Suicidal Love

One of the first names of human birth is love.
A pair of swans glide, entwined in a dance of desire,
floating on the surface of boundless, aching water.

Mithila, lost in the fervour of pilgrimage,
yearns for the kiss of a giraffe’s dry lips
It’s distance, a reminder of longing’s cruel geography.

Mithila’s flesh, a land borrowed,
Where faith is fragile yet absolute
turns to dust, the ultimate act of surrender.

Time beats its drum,
knocking at the gates of hell,
and the ixora blooms,
Its petals hang like chandeliers
In the courtyard of an abandoned soul.

The weight of waiting,
unanswered and unbearable,
presses on
too heavy for hands that no longer reach.

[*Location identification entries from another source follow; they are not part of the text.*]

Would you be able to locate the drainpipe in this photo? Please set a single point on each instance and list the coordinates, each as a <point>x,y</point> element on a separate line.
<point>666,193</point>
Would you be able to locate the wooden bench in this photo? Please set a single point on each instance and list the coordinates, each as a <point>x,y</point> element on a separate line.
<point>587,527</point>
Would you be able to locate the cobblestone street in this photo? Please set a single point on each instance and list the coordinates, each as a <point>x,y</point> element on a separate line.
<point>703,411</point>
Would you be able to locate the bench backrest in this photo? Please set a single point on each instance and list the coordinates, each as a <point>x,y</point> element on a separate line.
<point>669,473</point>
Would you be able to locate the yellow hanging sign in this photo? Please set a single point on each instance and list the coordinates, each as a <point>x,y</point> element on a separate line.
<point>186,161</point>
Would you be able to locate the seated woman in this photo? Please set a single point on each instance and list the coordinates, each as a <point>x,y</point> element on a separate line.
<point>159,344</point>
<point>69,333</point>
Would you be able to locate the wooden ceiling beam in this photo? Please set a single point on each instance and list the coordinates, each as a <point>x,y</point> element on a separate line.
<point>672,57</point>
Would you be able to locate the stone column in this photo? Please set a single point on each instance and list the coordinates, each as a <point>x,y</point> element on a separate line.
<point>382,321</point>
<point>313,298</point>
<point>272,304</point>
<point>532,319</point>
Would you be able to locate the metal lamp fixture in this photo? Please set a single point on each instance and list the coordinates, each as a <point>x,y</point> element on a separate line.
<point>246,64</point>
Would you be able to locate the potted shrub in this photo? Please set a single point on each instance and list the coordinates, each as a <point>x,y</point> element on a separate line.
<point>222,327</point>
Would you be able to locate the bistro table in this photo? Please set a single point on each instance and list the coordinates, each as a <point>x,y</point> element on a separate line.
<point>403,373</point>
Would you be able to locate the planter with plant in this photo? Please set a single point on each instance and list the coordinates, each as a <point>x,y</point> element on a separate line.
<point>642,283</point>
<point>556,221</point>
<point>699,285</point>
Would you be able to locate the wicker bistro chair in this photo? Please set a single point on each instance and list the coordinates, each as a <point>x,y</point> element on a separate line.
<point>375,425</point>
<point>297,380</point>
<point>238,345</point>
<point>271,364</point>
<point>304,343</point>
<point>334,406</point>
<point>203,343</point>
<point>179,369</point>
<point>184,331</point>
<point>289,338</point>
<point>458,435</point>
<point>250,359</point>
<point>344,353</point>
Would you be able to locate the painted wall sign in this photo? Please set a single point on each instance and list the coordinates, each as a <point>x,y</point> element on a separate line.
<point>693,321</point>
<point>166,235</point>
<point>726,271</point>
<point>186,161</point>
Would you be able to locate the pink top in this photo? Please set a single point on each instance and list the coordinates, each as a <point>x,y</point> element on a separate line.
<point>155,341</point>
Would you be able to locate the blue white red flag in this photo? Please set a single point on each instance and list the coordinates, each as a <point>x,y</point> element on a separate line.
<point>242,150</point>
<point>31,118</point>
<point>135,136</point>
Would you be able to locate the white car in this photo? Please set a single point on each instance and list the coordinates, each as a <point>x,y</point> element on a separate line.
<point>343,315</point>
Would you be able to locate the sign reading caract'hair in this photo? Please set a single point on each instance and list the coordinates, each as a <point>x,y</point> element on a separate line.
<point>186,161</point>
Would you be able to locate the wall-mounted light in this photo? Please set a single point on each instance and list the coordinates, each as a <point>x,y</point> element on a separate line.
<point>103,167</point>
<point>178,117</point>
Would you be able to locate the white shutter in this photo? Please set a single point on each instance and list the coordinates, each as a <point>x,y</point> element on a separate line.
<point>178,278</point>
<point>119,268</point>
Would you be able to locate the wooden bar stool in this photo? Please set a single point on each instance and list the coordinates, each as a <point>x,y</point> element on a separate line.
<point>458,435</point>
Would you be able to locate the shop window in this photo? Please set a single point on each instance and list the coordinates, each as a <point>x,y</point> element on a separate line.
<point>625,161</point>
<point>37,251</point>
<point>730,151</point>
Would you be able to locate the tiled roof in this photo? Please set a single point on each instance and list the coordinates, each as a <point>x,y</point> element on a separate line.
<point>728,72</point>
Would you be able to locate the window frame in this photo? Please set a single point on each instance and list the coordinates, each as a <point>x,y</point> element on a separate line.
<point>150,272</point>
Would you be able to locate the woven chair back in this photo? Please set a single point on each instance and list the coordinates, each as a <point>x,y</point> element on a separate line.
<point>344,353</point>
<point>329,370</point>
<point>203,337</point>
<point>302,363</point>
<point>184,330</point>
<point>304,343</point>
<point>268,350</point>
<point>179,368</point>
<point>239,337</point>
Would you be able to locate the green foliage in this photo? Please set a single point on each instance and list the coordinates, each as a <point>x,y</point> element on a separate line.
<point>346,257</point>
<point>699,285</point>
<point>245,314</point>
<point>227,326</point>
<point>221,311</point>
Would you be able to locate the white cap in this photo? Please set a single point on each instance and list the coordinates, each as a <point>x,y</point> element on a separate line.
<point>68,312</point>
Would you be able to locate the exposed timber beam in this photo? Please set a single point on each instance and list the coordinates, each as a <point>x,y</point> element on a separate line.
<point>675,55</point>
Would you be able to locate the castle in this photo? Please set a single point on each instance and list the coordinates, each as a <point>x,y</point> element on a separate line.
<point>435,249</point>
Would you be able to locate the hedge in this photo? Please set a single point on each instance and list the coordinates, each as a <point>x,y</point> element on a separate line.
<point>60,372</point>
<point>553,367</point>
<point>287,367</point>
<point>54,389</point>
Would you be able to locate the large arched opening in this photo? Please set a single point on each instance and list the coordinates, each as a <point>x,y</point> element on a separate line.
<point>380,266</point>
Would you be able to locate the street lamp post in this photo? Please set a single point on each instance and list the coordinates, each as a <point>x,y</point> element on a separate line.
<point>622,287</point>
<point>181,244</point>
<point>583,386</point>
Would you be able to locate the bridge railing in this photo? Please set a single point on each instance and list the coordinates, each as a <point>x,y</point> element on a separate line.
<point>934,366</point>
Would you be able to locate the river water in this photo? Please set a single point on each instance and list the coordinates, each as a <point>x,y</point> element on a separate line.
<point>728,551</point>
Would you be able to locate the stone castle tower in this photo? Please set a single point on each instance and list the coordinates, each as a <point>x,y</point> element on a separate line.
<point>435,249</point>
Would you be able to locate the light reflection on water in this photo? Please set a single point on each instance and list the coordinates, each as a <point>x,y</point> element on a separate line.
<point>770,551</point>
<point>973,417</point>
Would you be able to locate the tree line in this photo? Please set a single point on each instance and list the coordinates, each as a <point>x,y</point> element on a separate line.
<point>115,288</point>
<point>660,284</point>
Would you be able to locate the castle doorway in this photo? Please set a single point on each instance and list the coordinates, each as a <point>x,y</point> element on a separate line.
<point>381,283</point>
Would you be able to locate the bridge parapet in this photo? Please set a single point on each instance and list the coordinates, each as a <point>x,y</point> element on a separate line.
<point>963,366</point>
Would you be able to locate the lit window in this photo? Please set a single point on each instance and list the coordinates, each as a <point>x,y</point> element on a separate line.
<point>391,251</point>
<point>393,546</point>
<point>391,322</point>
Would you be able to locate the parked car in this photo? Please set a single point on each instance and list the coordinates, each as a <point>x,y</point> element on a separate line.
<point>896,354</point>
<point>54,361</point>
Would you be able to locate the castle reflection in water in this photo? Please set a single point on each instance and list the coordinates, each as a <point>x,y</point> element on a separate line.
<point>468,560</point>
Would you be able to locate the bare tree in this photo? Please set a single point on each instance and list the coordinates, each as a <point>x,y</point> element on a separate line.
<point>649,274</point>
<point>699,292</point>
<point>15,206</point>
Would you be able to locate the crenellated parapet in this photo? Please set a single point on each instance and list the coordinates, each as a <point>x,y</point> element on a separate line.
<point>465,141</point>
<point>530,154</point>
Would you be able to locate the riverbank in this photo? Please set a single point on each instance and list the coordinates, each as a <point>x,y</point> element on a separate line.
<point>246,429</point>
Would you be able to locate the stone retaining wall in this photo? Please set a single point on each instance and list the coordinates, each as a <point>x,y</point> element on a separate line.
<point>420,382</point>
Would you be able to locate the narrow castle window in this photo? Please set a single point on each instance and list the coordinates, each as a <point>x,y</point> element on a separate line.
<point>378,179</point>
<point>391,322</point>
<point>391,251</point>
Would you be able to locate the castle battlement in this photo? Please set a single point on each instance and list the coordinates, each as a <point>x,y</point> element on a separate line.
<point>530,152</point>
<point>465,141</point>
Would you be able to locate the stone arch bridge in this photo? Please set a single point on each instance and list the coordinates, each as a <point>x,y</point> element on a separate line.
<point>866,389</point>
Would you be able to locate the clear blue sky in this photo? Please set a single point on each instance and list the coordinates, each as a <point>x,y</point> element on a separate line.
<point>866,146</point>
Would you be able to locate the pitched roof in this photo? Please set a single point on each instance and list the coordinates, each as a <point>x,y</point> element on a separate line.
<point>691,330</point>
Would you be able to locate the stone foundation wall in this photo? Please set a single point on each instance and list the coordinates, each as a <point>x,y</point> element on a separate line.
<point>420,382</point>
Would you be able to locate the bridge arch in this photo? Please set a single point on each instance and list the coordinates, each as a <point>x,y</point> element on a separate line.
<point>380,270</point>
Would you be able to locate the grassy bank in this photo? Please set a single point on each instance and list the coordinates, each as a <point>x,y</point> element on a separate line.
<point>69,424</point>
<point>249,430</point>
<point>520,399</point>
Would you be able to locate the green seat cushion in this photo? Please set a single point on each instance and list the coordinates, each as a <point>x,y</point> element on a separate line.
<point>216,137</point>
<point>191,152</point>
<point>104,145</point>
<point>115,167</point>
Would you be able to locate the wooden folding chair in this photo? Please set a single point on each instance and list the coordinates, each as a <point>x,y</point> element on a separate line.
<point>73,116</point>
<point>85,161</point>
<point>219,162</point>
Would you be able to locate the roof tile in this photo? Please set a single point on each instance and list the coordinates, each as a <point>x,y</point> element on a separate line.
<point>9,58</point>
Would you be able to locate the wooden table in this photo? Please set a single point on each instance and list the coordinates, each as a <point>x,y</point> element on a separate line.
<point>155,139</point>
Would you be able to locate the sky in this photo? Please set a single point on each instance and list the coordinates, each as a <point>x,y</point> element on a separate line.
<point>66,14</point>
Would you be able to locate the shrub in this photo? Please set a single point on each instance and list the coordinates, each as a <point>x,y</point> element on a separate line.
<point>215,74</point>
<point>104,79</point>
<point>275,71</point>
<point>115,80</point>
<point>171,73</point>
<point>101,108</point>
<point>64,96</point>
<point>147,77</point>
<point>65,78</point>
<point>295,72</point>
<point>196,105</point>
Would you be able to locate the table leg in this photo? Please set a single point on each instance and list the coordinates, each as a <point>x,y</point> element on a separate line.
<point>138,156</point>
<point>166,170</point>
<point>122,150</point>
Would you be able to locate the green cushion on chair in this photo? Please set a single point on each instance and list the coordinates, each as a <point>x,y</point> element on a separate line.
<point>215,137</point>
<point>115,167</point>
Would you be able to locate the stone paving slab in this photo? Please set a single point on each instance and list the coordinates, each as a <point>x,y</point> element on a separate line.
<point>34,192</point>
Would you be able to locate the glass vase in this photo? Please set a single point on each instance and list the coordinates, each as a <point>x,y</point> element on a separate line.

Mithila, born from fire and water,
her essence soaked in paradox,
The scent of flowers, now a refuge for ants,
while the poison of severance
lingers in the breath of a distant stranger.

Altruistic Mithila,
a sensual snail,
her body spoiled by love’s relentless ache.

Midnight watches over the well,
stirring the water with its quiet despair.
Darkness melts like wax,
the last flame of hope flickering, and gone.

The primal hunger of existence
shapes the land beneath
shameless breasts,
and the surge of suicidal love
breaks against the shore
a tidal wave of raw, aching longing.